Another materially and symbolically large work delivered the night’s final record-breaking result, albeit one that fell short of expectations. Alighiero Boetti’s massive embroidery Mappa (1989–91, est $8m to $12m)—featured prominently in the 2011–12 Boetti retrospective that traveled from the Reina Sofia to the Tate Modern and the Museum of Modern Art in New York—was given the star treatment inside both Sotheby’s. Galleries and building exteriors. The auction house has replaced the national flags that normally fly above its main entrance with rows of flags printed with Boetti’s colorful world flags. Nevertheless, it quickly sold to a client in line with the head of Milan’s contemporary art house—“our queen of Italian art,” in the words of auctioneer Oliver Barker—for a hammer price of $7.4m ($8.8m including fees), a new secondary-market record for the artist. good enough for After Boetti, the rest of the sale wrapped up expediently, motoring through as much energy as Barker and the participants left the room.

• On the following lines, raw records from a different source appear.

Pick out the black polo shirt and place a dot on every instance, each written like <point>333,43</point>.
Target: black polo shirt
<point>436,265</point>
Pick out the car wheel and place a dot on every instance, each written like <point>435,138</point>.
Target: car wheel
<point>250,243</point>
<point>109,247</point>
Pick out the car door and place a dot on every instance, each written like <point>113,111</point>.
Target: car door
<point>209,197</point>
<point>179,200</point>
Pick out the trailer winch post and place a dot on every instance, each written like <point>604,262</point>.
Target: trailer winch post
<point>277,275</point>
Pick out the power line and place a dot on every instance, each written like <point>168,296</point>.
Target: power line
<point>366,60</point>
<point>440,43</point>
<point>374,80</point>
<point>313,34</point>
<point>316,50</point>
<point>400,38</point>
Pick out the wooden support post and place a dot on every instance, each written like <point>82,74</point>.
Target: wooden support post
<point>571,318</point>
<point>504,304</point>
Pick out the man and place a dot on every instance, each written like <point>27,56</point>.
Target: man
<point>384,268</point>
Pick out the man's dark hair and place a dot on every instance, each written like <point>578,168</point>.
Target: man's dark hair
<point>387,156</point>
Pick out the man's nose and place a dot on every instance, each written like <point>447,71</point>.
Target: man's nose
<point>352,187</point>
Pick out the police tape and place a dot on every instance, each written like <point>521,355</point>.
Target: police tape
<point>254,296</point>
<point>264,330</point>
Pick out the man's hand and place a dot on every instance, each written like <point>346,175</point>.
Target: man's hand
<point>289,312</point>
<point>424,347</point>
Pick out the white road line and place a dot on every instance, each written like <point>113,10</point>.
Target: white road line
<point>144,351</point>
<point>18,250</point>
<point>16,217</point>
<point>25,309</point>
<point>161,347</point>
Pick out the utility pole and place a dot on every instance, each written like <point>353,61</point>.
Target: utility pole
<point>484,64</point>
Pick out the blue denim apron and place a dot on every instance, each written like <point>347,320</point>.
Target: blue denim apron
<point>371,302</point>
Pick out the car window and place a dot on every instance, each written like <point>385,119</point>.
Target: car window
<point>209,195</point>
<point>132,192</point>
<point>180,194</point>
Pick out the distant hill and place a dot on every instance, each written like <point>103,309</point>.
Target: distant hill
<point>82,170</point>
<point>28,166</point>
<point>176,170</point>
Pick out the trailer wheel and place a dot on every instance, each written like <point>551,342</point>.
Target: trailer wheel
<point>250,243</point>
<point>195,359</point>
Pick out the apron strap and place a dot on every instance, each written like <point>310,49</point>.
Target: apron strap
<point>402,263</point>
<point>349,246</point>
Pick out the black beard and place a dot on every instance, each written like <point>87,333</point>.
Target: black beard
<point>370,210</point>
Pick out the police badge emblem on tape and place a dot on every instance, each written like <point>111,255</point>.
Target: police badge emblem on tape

Alighiero Boetti, Mappa (1989-91) Courtesy of Sotheby’s
Contemporary sales of $231m ($269m including fees) brought the combined hammer price for Sotheby’s evening auction to $268.6m ($314.9m including fees), a solid result compared to the $234.2m total (including fees) for the same sale last year—a US Constitution It got a $43.2m boost from copy sales—and $241.6m ($283.4m) from the May 2022 equivalent evening. Encouragement for ultra-contemporary works at Now auctions seems to compensate for limited competition for blue-chip works in contemporary sales. And despite relatively restrained bidding, the final result marked an improvement over past seasons, suggesting that gripes about the global recession are not yet stopping Sotheby’s client base from grabbing their paddles—or collectors in Asia from grabbing their phones.
“You always have people who are cautious when things get weird,” New York art consultant Lisa Schiff said before Wednesday night’s sale. “And you always have people who know how to look for deals and be aggressive when everyone else backs off. There aren’t too many of those people, but the truth is we don’t need that many.”
Christie’s caps are off this week with its own two-part auction of 20th- and 21st-century art—after last night’s contemporary sale at Sotheby’s and mixed house results from its modern art double-header on Monday.